‘100 Club’ gives back to families of fallen peace officers, first responders

HOUSTON – Here to help the families of Sergeant Ramon Gutierrez and Corporal Charles Galloway is the 100 Club.

Founded in Houston, the 100 Club has been honoring the sacrifice since 1953. Today, it consists of more than 30,000 members. You might have seen the colorful membership decals on cars around the Houston area.

To date, the 100 Club has assisted more than 200 families of fallen heroes, has given more than $24 million in financial support to dependents and purchased more than $14 million worth of life-protecting equipment for local law enforcement agencies.

William Skeen is the executive director of the 100 Club.

“We started out only assisting Houston police officers, but the need and the idea for more grew from that, and then we started covering every peace officer and firefighter,” Skeen said.

Skeen is a retired Texas Game Warden of 26 years.
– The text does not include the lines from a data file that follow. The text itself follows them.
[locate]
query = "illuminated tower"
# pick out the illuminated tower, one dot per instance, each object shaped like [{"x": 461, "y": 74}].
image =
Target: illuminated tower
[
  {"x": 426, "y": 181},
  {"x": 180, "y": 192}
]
He is proud to lead the 100 Club that supports his more than 35,000 members of his law enforcement family throughout Texas.
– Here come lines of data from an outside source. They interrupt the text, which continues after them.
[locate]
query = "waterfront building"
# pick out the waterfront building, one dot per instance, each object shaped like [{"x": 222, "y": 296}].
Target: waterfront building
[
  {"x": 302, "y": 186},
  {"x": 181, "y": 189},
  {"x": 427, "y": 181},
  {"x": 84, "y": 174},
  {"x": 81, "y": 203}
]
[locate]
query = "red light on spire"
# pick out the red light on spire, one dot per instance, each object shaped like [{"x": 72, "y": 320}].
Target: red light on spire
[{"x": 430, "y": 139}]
“Today, we cover 32 counties around Houston. What we do when there is an officer of firefighter killed in the line of duty, what we do is provide a $20K check to the dependent family of those officers or firefighters and that $20K is just an initial gift from the 100 Club,” explained Skeen.

A few weeks following the death of the law enforcement officer or firefighter, Skeen meets with the dependents of the fallen hero to assess their financial needs.
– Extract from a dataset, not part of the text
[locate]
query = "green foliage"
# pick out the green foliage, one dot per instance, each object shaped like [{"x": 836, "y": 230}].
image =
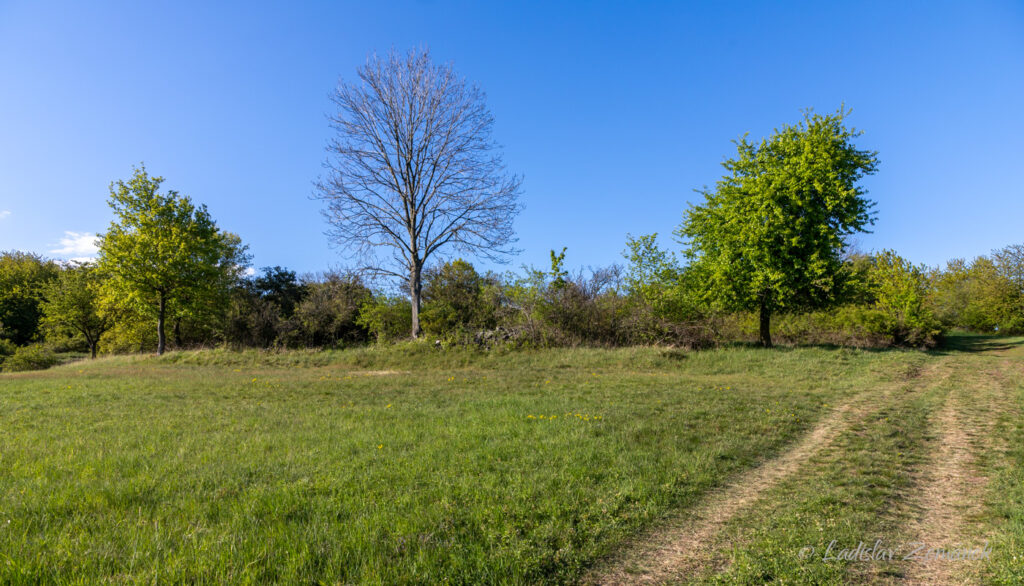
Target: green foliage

“We look at mortgages, car payments, credit cards, we set aside college fund for the kids,” Skeen said these relationships can last decades. “We are dealing with families now that lost a loved one 20 years ago.”

The year 2022 is off to a grim start. Within the first month of this year, the 100 Club has helped as many families as it did for all of 2021.

“So in 2020, we lost six officers in line of duty. Last year we lost three, and here we are in the first month of January and we already lost three. Texas is usually number one or two in the nation for line of duty deaths for folks. It’s a scary trend and I don’t want to see it continue,” explained Skeen.

Skeen said this is a calling for him.

“Again, during my law enforcement career, I knew that if I did everything right and it was a tragic day for me and something happened to me, I knew the back of my mind, my two children, my son, my daughter and wife would be taken care of, so there is some comfort in knowing that.”